Его "потеряли", можно сказать, не найдя. Трос оборвался на старте. Егор, очутившись рядом с Надеждой, забыл элементарную вещь: взял на прицеп трогай помалу. А он, одурманенный загорелыми прелестями соседки, рванул с места в карьер.
- Ну что, - зло спросил Николай Егора, - с головой договорился, скоро к заднице перейдешь?
- Дурак! - закричала Надежда, высунувшись из машины.
- Ты за кого меня, Никола, принимаешь? - искренне возмутился Егор. - И в мыслях не было. Я после инфаркта, знаешь, водила какой. Одна дорога в голове. Цепляй по-новой и не выдумывай околесицу.
- У тебя, как я погляжу, только на словах инфаркт.
- Тебе бы такое. Ходить по-человечески не могу. Как рак пячусь...
"Следующую жену из Раков буду брать, - думал Николай, тащимый на прицепе. - По гороскопу идеальная для меня супруга".
Но вдруг вспомнил мудрую формулу из рассказа Шукшина: "Жену выбирай, не выбирай, - все равно ошибешься..." - и крепко засомневался в целесообразности обмена шила на мыло.
К ЧЕРТЯМ СВИНЯЧИМ
Проснулся Геннадий Фаддеевич Кукузей от дрели. Воя на изнуряющей ноте, она до мозгов пронзала пространство откуда-то из-за стен. Трудно сказать, с каким успехом сверло дырявило неживую материю, Геннадия Фаддеевича в пять секунд прошило насквозь, сон улетучился, как и не было.
"Что они, вконец озверели?!" - нелюбезно подумал о соседях.
С каких, спрашивается, атрибутов любезности взяться: ночь в полном развороте, темнота, хоть глаза всем подряд коли, самое время трудовому человеку расслабиться в кущах Морфея, а ему в уши заместо колыбельной сверло.
Геннадий Фаддеевич возжег лампу в изголовье. И нехорошие слова бесенятами заплясали на языке. Стрелки часов еще только разменивали четвертый час, до верещания будильника спать да спать!.. А тут...
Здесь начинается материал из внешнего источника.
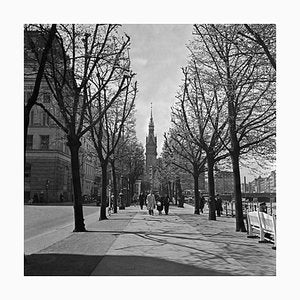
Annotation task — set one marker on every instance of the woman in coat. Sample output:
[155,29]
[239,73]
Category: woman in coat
[166,204]
[159,204]
[150,203]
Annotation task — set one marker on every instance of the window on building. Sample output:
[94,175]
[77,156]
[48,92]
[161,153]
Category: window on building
[46,98]
[29,143]
[31,119]
[44,142]
[45,119]
[27,172]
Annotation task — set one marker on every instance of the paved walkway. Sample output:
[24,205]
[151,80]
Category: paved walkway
[135,243]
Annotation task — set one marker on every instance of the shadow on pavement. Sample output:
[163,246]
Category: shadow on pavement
[60,264]
[84,265]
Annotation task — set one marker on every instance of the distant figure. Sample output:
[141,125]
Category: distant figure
[35,198]
[263,207]
[159,204]
[134,199]
[219,207]
[150,203]
[166,203]
[202,203]
[142,200]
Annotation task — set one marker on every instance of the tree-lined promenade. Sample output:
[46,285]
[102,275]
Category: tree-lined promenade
[224,111]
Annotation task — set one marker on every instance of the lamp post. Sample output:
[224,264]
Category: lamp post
[121,195]
[47,186]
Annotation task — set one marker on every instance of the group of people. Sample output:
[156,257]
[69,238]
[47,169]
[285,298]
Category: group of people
[153,201]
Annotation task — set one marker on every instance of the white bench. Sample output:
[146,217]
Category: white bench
[262,224]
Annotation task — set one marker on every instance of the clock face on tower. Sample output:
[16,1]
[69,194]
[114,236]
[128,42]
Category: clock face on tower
[151,146]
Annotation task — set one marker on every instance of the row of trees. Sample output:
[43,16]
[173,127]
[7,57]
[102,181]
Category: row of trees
[87,69]
[225,107]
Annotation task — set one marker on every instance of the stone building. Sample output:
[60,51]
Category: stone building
[47,173]
[224,182]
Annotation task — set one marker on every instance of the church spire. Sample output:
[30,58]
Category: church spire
[151,118]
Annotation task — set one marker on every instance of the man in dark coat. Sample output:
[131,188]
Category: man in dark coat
[218,205]
[166,202]
[142,200]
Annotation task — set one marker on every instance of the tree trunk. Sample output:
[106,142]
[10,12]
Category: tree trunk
[115,187]
[211,188]
[103,192]
[74,145]
[180,195]
[240,226]
[196,192]
[234,154]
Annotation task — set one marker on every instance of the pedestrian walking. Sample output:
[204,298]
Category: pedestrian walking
[166,203]
[134,199]
[150,203]
[219,207]
[142,200]
[159,204]
[263,207]
[202,203]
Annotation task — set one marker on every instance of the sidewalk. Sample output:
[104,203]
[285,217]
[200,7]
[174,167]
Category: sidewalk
[135,243]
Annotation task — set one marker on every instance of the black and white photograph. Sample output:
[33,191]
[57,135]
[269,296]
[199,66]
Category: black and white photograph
[148,154]
[121,179]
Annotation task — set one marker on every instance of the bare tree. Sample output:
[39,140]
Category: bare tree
[184,153]
[106,135]
[71,69]
[248,84]
[203,117]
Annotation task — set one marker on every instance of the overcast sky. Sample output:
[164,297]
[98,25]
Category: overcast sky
[157,54]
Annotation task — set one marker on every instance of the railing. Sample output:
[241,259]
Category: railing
[229,207]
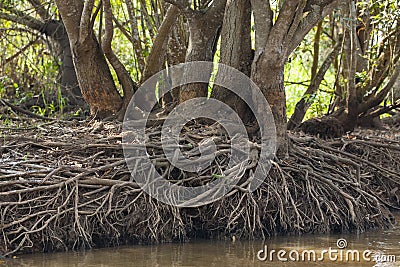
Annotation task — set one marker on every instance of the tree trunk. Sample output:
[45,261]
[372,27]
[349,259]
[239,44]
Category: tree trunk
[68,79]
[94,76]
[95,79]
[236,51]
[270,79]
[204,30]
[307,99]
[204,33]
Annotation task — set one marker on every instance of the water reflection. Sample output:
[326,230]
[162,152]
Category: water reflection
[216,253]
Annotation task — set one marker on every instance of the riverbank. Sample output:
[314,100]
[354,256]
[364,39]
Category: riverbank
[65,185]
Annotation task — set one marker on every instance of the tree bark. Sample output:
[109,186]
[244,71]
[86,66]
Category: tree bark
[307,99]
[94,76]
[69,81]
[204,29]
[270,79]
[236,51]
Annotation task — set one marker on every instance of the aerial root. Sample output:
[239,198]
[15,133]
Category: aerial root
[69,189]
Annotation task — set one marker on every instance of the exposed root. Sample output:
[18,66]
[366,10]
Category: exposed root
[66,186]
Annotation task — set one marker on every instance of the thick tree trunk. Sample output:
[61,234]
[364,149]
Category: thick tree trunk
[204,33]
[236,51]
[306,101]
[94,76]
[95,80]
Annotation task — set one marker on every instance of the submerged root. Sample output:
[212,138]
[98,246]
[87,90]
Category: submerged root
[62,188]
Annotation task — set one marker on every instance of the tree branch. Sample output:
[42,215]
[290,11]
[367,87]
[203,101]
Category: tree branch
[283,23]
[20,17]
[70,11]
[157,55]
[128,85]
[263,17]
[318,13]
[39,8]
[85,20]
[183,6]
[380,96]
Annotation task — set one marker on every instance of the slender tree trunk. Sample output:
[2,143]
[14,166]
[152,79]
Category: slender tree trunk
[270,79]
[95,80]
[307,99]
[204,30]
[69,81]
Жену дрель не брала. Она, во всей красе раскинувшись на основных площадях двуспальной кровати, насморочно сопела.
"А мне стоит всхрапнуть, - испепеляющим взглядом оценил безмятежный вид супруги, - сразу локоть до самых печенок воткнет".
Геннадий Фаддеевич зашевелил ушами, определяя местоположение нарушителя тишины.
"Какой гад ночь со днем перепутал? - задался шерлокхолмовским вопросом. - Опять Чумашкин?"
Чумашкин был новым русским с верхнего этажа. Год назад купил над головой у Геннадия Фаддеевича две квартиры: двух- и трехкомнатную. Прорубил между ними дверь, и нет жить по-человечески на этих просторах, в двухкомнатной, в ванной, заделал парную.
Когда перестраивался, всех соседей достал долбатней. Устали бегать к нему со скандалами: сколько можно издеваться? И он притомился отбрехиваться. Нашел мастеров-полуночников. Те в самый сон, часа в три, затевали сверление и другой строительный шум. И партизанами не открывали на звонки соседей.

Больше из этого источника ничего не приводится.